RBA: Euro Crisis is Serious and Australia Has Reasons to Worry
Major economies need to contribute in resolving the European financial crisis, including Australia, which according to Reserve Bank of Australia (RBA) governor Glenn Stevens, is set to absorb significant impacts of spillovers from Europe.
While Stevens noted that the domestic situation is far from alarming, he warned that being complacent is dangerous at this time as he underscored that Australia is not immune from the troubles wreaking havoc in Europe.
The RBA chief also noted that time is of the essence at this time as he urged Euro leaders to quickly act on the matter or face dire consequences.
"The issues (in Europe) are pretty serious, and I think we are fast coming to the point where all the parties who have a role to play in getting to the solution really have to hurry up and do it," Stevens said on Thursday.
Failure to do so, he stressed, would mean preparing for major problems to be sparked by the Euro situation and it would help if Australia will do its share of resolving the issue and maybe, consider buffers in the event of a sharp downturn.
As a form of preparation, the RBA, Stevens said, moved to push back the cash rate to 4.5 percent in early November, which would at least put the necessary domestic fundamentals in place once a meltdown occurs.

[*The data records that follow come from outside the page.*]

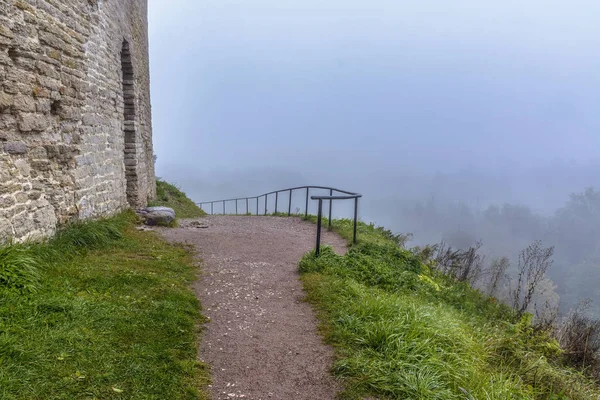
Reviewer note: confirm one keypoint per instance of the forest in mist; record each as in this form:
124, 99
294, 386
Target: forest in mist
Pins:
503, 211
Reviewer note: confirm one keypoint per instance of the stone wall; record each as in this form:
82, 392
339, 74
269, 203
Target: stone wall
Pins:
75, 122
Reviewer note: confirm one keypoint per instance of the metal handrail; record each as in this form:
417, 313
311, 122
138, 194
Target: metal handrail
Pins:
346, 195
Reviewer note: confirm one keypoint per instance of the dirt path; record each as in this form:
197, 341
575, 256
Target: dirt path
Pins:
261, 340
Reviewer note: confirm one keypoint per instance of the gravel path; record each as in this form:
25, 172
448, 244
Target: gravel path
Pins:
261, 341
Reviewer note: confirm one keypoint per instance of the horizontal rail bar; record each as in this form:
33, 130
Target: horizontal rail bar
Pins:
356, 196
287, 190
346, 196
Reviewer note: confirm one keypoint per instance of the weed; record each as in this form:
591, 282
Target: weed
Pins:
168, 195
404, 329
112, 316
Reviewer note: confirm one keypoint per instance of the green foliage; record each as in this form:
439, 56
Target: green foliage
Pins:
19, 271
168, 195
404, 330
113, 317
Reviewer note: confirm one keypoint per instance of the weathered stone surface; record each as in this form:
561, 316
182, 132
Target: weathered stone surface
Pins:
15, 147
65, 112
157, 215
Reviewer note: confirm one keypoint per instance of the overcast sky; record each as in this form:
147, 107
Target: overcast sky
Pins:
347, 90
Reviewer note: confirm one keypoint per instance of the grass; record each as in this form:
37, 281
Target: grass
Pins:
402, 330
102, 311
168, 195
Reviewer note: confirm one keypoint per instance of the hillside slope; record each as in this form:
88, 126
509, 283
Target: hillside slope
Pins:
404, 330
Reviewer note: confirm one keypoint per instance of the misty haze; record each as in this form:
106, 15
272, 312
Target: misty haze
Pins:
463, 123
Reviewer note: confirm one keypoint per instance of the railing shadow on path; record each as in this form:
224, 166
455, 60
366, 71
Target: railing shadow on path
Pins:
334, 194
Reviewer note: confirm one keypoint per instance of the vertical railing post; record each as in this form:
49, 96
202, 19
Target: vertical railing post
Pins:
319, 215
355, 219
306, 207
330, 204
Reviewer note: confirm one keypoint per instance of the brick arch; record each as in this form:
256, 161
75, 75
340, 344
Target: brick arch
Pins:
129, 127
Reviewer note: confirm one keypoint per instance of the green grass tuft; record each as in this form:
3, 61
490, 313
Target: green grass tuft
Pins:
403, 330
19, 271
112, 317
168, 195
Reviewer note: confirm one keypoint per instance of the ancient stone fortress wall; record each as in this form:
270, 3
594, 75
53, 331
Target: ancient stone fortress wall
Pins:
75, 123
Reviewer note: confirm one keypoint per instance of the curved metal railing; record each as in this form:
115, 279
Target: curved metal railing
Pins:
334, 194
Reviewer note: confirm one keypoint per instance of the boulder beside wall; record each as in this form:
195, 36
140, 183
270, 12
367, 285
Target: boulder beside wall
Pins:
164, 216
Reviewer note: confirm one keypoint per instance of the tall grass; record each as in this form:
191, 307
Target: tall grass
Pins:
404, 330
168, 195
111, 316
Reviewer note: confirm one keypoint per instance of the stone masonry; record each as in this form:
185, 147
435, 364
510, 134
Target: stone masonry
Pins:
75, 122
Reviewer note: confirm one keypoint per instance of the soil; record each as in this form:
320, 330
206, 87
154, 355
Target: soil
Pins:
261, 340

So far, the RBA governor has expressed satisfaction that the board has adopted and implemented the correct measures that would fit with the current situation, both local and global.
Yet he allowed that only time will tell if the RBA indeed made the right call.
"In my view, these judgements over the past year were right calls ... but in truth we will not know for a while, such are the lags in monetary policy," Stevens asserted.
Right now, Australia may be reaping the benefits of the ongoing mining boom but it does not mean that 2011 was free of any kinks as Stevens admitted that the RBA found its hands full this year implementing efforts to combat the ill-effects of the surging resources industry.
That rise, according to Stevens, created economic headwinds that drove up the Australian dollar value, which in turn dwarfed growth prospects in the manufacturing and tourism sector.
The only saving grace is the country's record trade surplus with China, a partnership that the RBA boss acknowledged provided Australia the cushion to weather the worst of the global financial crisis in 2008.
To date, China's massive industrialisation, and that of other developing countries in the Asia Pacific region, provides huge benefit to the Australian economy as demands for coal and iron ore spur stronger market prices and open up more shipment destinations, Stevens said.